Velayetin Kaldırılması Davası Nedir? Nasıl Açılır?

Velayetin Kaldırılması

4721 SAYILI T.M.K. unun 348. Maddesine göre Çocuğun korunmasına ilişkin diğer önlemlerden sonuç alınamaz ya da bu önlemlerin yetersiz olacağı önceden anlaşılırsa, hâkim aşağıdaki hâllerde velayetin kaldırılmasına karar verir:

Ana ve babanın deneyimsizliği, hastalığı, özürlü olması, başka bir yerde bu­lunması veya benzeri sebeplerden biriyle velayet görevini gereği gibi yerine getire­memesi,

Ana ve babanın çocuğa yeterli ilgiyi göstermemesi veya ona karşı yükümlü­lüklerini ağır biçimde savsaklaması.

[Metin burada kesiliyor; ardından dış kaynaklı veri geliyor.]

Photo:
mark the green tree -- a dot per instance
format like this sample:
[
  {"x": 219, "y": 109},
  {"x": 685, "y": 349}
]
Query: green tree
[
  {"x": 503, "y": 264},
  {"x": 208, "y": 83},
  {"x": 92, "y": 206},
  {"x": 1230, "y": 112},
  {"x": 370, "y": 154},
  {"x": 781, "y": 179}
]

Velayet ana ve babanın her ikisinden kaldırılırsa çocuğa bir vasi atanır.

Kararda aksi belirtilmedikçe, velayetin kaldırılması mevcut ve doğacak bütün çocukları kapsar.

Eski M.K. un 274 üncü maddesini karşılayan bu hüküm, isviçre Medenî Kanu­nunun 311 inci maddesinden alınmıştır.

Maddenin birinci fıkrası, velayetin bu maddede öngörülen sebeplerle kaldırılabilmesinin ana koşulunu hükme bağlamıştır. Buna göre, velayetin kaldırılabilmesi için çocuğun korunmasıyla ilgili diğer önlemlerin uygulanmış ve bundan bir sonuç alınmamış ya da bu önlemlerin daha başlangıçta yetersiz kalacağının anlaşılmış olması gerekir. Önceden aldığı önlemlerden bir sonuç alamayan veya alınması söz konusu olabilecek önlemlerin hiçbirinin sonuç vermeyeceğini daha baştan anlayan hâkim, aşağıdaki sebeplerden birinin varlığı hâlinde, velayetin kaldırılmasına karar vermelidir.

Velayetin kaldırılması sebeplerinden birincisi, maddenin ilk fıkrasının (1) nu­maralı bendine göre, ana ve babanın velayet görevini bazı sebeplerle gereği gibi yerine getirememesidir. Görevin gereği gibi yerine getirilememesi ana ve babanın deneyimsizliği veya hastalığı ya da özürlü olması yahut başka bir yerde bulunması sebebiyle meydana gelebileceği gibi, başka bir sebeple de meydana gelebilir. Böyle­ce, (1) numaralı bentteki bu sayım sınırlı bir sayım değildir. Sayımda yer alan se­beplerin ortak özelliği, velayet görevinin gereği gibi yerine getirilmesini engelleyen ve belli bir süreklilik arzeden sebepler olmasıdır. Bu bentte yapılan ve velayet göre­vinin yerine getirilmesini engelleyen sebepler sınırlayıcı olmadıkları için, bu mad­dede, eski metinden farklı olarak, yer almayan "kısıtlılık" da velayet görevinin ge­reği gibi yerine getirilmesini engelleyen sebepler arasında değerlendirilecektir; çün­kü, "kısıtlı" bir kişinin, o kişi ayırt etme gücüne sahip olsa bile, zaten kendisi sınırlı ehliyetsiz olan bir kişi olarak, velayet görevini gereği gibi yerine getiremeyeceği açıktır. Kısıtlı ayırt etme gücüne sahip değilse, o zaman da tam ehliyetsizdir ve elbetteki o da öncelikle bu bendin kapsamına girer.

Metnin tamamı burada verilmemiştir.